Galvanostatic charge–discharge experiments were conducted to further investigate the electrochemical characteristics. The discharge slope (dV/dt) of the GCPL in Fig. 3 is used to estimate the capacitance which is equal to the current divided by the discharge slope[23]. Figure 3(a) shows the comparison of the GCPL curves of the electrodes at a current density of 1 A/g. The GCPL results indicate that CNF@NF has a longer discharge time than NF. The specific capacitances obtained from the GCPL results were 40 and 87 F/g for NF and CNF@NF, respectively. The GCPL data at the current densities from 1 to 5 A/g are shown in Fig. 3(b) and (c) for CNF@NF and NF, respectively, and the resultant specific capacitance as a function of the current density is shown in Fig. 3(d). It is concluded that CNF@NF has a higher capacitance at all current densities compared to NF.

Figure 3. (Color online) GCPL result of the electrodes (a) at 1 A/g and at various current densities for (b) CNF@NF and (c) NF with (d) the resultant specific capacitance as a function of the current density.

The electrochemical properties of the flexible electrodes were further studied by CV, PEIS, and GCPL using a gel electrolyte in the scan rate and current density range. Even at higher scan rates, the CV curves (Fig. 4(a)) retain their rectangular shape, and the absence of redox peaks indicates the strong charging and discharging rate capabilities of the CNF@NF electrode. In the Nyquist plot (Fig. 4(b)) of the CNF@NF electrode, the small semicircle corresponds to the charge-transfer resistance of 2.4 Ω. GCPL measurements were conducted at different current densities to obtain quantitative capacitance and more accurately characterize the capacitive behavior of the electrodes throughout the charging and discharging process. The results show that the curves at the current densities have triangular charging and discharging slopes (Fig. 4(c)), and the resultant capacitance of 89 F/g was obtained from the flexible supercapacitor of CNF@NF (Fig. 4(d)). The Ragone plot is also shown in Fig. 4(e). The specific energy of 8 Wh/kg was obtained with 400 W/kg of specific power at 1 A/g current density. The inset in the figure shows that our assembled CNF@NF device, as the flexible supercapacitor, when linked to a commercial LED after charging, actually lights an LED. Capacitance retention and coulombic efficiency were also studied (Fig. 4(f)). The discharge curve at 1 A/g up to 3000 cycles was also used to test the capacitance retention and coulombic efficiency of the CNF@NF device, and 84% and 85% in capacitance retention and coulombic efficiency were achieved, respectively. The mechanical stability and flexibility of the CNF@NF device determined by CV measurement at 50 mV/s, as shown in Fig. 5, show stability and flexibility at different bending angles (Fig. 5(a)). Figure 5(b) shows the preparation and bending phases of the device. The capacitance performance of the CNF@NF device at different current densities is shown in Table 2.

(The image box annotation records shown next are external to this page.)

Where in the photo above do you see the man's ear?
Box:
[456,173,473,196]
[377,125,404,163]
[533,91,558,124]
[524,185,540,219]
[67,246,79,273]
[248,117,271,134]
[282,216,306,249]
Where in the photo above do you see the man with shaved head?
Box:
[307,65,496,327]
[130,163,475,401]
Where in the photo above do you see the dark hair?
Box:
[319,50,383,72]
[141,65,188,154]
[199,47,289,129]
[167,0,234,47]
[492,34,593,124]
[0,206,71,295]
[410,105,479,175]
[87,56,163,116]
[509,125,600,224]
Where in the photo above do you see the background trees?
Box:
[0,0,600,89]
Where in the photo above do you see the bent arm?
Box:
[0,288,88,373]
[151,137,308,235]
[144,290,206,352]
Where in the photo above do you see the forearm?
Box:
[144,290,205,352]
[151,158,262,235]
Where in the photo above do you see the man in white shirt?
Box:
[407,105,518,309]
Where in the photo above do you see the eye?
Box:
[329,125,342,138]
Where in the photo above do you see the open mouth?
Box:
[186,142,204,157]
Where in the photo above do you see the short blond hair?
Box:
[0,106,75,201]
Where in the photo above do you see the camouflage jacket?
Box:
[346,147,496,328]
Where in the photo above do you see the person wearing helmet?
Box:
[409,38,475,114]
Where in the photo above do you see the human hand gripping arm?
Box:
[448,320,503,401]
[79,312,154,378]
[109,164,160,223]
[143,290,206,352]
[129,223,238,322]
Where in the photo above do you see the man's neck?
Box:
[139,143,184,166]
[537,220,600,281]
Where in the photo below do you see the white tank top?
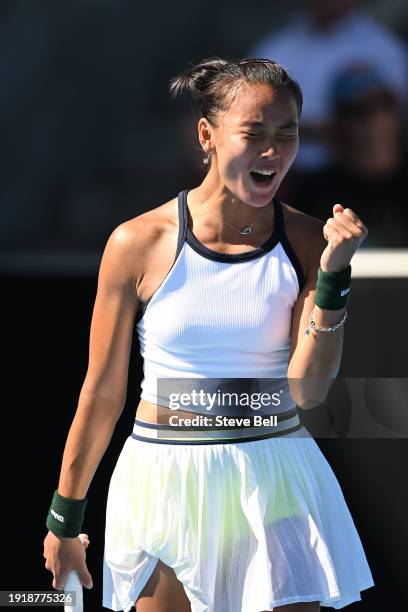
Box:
[136,191,304,413]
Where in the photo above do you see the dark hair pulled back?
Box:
[170,57,303,125]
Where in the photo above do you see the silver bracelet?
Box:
[305,308,347,336]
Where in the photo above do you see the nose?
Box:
[261,143,280,159]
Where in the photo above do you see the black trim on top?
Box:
[184,189,283,263]
[129,422,303,446]
[281,230,305,293]
[135,193,187,325]
[135,189,305,325]
[135,406,299,431]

Table 2 Summary of capacitance performance for CNF@NF device.

Current densityΔt (s)Cs (F/g)S. E (Wh/kg)S. P (W/kg)

Δt: Discharge time

CS: Specific capacitance

S. E: Specific energy

S. P: Specific power

Figure 4. (Color online) (a) CV, (b) PEIS, (c) GCPL, (d) specific capacitance as a function of current density, (e) Ragon plot, and (f) cyclic stability test of the CNF@NF device.

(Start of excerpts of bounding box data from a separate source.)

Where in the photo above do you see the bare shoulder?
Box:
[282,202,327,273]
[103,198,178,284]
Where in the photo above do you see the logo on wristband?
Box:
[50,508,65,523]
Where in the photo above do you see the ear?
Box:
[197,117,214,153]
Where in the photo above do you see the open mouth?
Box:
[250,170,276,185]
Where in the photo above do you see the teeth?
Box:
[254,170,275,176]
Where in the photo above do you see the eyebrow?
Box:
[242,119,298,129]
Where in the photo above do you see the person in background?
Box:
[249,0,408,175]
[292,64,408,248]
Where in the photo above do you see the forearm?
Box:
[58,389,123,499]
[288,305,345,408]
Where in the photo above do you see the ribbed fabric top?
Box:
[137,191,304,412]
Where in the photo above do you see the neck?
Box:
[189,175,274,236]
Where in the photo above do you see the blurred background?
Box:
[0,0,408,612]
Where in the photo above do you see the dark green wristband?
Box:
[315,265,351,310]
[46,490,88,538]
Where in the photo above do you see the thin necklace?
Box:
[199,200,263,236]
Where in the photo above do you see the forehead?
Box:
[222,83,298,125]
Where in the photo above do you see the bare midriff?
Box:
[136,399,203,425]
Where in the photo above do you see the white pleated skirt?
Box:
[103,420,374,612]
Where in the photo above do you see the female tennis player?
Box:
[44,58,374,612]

Figure 5. (Color online) (a) CV results of the flexible CNF@NF device of different bending angles at 50 mV/s of the scan rate with (b) the corresponding photograph of the CNF@NF device.

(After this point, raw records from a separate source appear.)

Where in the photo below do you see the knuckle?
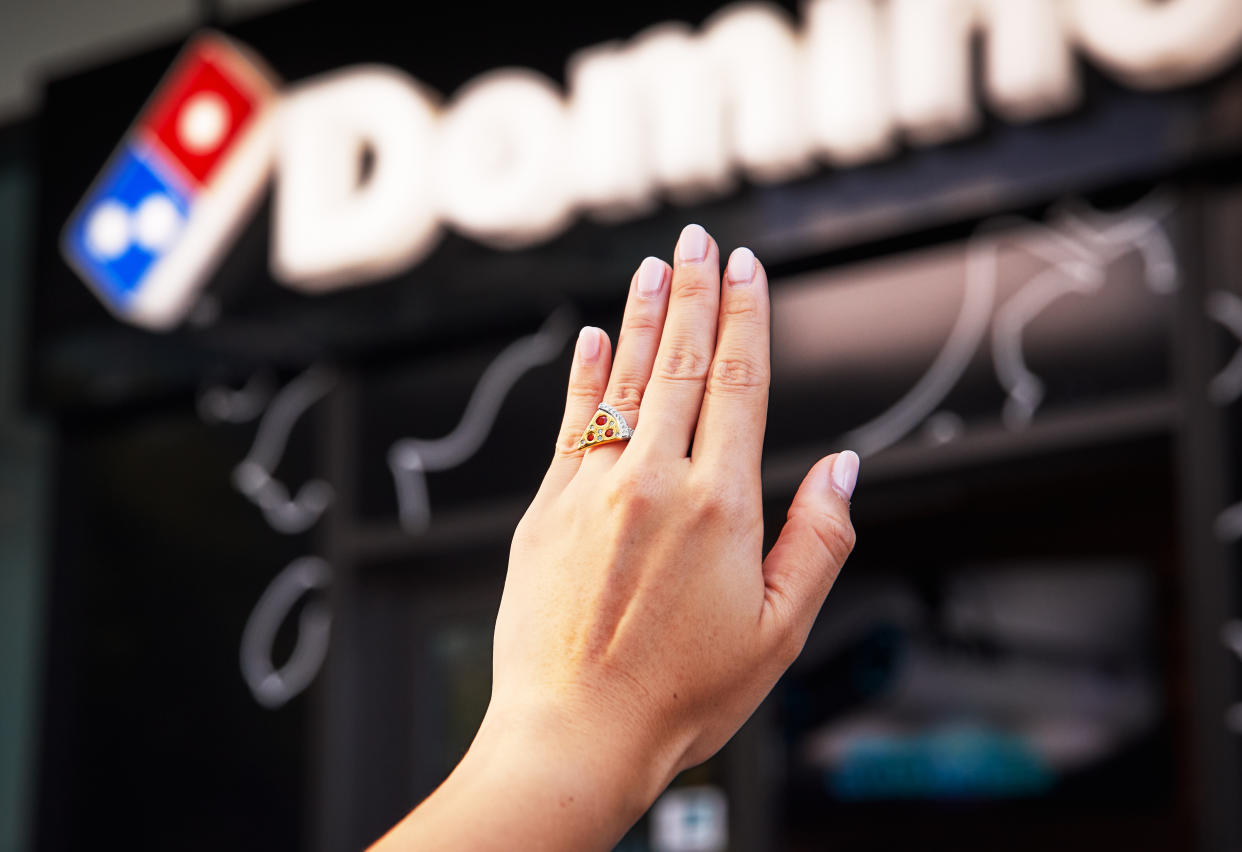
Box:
[720,291,759,323]
[658,344,708,381]
[708,356,769,392]
[607,467,663,518]
[776,630,807,668]
[814,515,856,568]
[789,510,856,571]
[617,310,664,337]
[673,271,720,301]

CNF is directly spin-coated on NF to create flexible supercapacitor electrodes, and the manufacturing method is relatively easy and simple without the need for any additional binders, surface preparation, or external catalysts. The combination of the intrinsic properties of NF and CNF leads to a specific capacitance of 89 F/g and maximum specific energy of 8 Wh/kg at a power of 400 W/kg at 1 A/g. The CNF on the NF electrodes showed low resistance and high electrochemical surface area. Even after 3000 charge–discharge cycles, the electrodes exhibited 84% stability from the initial capacitance. The binder-free CNF-coated NF is an interesting flexible supercapacitor electrode because of its simple and easy manufacturing method without the need for an external catalyst, expensive noble metals, and even complex thermal or chemical processes.